SERANG — Polisi terus memburu pelaku lain dalam kasus pengeroyokan dan pembacokan terhadap dua anggota Brimob Polda Banten di Jalan Raya Serang-Cilegon Kilometer 3,5, Kelurahan Drangong, Kecamatan Taktakan, Kota Serang.
Peristiwa brutal yang terjadi pada 2 Juni 2026 itu kini masih terus dikembangkan penyidik.
Sejauh ini, polisi telah menetapkan lima debt collector sebagai tersangka, masing-masing berinisial FN, YS, GB, MM, dan YR.
Selain itu, seorang anggota TNI berinisial Kopda RI yang bertugas di Kodim 0602 Serang juga telah berstatus tersangka dan kini menjalani proses hukum di Detasemen Polisi Militer III/4 Serang.

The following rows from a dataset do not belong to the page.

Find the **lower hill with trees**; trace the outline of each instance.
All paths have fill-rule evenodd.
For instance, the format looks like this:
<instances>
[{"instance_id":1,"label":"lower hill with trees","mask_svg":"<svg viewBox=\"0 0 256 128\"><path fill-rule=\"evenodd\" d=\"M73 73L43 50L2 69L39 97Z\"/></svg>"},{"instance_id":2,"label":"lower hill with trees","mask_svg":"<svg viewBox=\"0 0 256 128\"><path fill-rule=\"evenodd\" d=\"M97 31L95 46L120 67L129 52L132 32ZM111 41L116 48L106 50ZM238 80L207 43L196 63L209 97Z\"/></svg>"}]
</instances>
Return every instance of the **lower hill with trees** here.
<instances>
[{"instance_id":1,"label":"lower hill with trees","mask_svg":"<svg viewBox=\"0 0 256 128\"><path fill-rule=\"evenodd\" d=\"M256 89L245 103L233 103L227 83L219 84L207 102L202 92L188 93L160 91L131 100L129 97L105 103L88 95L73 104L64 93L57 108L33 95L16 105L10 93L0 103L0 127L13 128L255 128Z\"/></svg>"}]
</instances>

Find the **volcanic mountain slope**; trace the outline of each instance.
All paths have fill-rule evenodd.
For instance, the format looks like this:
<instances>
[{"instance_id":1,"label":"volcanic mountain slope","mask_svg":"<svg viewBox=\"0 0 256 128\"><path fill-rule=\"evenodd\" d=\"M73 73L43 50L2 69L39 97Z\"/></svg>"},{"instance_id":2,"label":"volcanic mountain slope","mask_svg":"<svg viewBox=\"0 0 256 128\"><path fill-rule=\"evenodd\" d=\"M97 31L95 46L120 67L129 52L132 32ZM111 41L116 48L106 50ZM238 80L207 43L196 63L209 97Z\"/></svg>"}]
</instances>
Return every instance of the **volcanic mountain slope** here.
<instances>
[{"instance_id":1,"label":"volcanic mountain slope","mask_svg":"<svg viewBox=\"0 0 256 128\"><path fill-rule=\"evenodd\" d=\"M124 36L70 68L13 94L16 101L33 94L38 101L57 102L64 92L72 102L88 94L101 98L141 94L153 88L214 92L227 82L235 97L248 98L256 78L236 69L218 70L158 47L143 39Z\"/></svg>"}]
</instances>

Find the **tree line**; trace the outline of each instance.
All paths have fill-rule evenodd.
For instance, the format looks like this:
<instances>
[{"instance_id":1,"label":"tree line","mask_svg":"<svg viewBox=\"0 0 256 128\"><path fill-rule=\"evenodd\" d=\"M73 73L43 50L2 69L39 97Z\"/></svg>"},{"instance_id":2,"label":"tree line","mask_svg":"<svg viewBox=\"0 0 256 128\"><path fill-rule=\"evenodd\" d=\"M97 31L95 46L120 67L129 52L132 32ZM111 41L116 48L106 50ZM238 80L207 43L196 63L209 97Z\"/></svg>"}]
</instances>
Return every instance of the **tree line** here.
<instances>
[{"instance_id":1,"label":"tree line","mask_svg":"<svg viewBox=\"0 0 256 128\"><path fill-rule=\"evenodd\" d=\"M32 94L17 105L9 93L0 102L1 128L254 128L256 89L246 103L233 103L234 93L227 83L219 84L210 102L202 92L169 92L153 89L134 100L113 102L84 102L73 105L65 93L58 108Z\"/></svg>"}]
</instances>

Kabid Humas Polda Banten, Kombes Pol Maruli Ahiles Hutapea, menegaskan penyidik masih mengejar lima pelaku lain yang diduga terlibat.
“Masih dalam pengejaran,” kata Maruli, Selasa (23/6/2026).
Penyidik tidak hanya fokus pada kasus penganiayaan terhadap anggota Brimob. Polisi juga menemukan dugaan tindak pidana lain yang berkaitan dengan aktivitas kelompok debt collector tersebut.
Dari hasil penyidikan, polisi menduga kelompok ini tidak menyerahkan sejumlah kendaraan hasil penarikan kepada perusahaan pembiayaan. Mereka justru memakai kendaraan itu untuk operasional kelompok dengan pelat nomor palsu.
Polisi juga menemukan peran berbeda dari masing-masing tersangka dalam insiden tersebut.
Sebagian tersangka diduga terlibat dalam pelemparan batu, pengancaman, pemerasan, upaya perampasan kendaraan, hingga aksi pembacokan terhadap korban.
Dalam penyidikan, polisi menyita sejumlah barang bukti berupa dua telepon seluler, dua unit mobil Toyota Fortuner, serta surat tugas yang dibawa para pelaku.
Polisi mengungkap kelompok debt collector ini menggunakan aplikasi milik PT Putra Putri untuk mendeteksi kendaraan yang menunggak cicilan.
Setelah target terdeteksi, para pelaku diduga menghentikan kendaraan di jalan lalu menekan pengemudi agar menyerahkan uang.
Akibat serangan brutal itu, Bripda Fajar Dwi mengalami luka bacok serius di kepala dan tangan.
Sementara Bripda Ahmad Yani mengalami pendarahan di bagian hidung dan kaki serta dislokasi pada bahu kiri.
Saat ini, penyidik masih melengkapi berkas perkara terhadap lima tersangka yang sudah diamankan sebelum melanjutkan proses hukum ke tahap berikutnya.
“Penyidik masih melengkapi berkas lima tersangka,” tegas Maruli.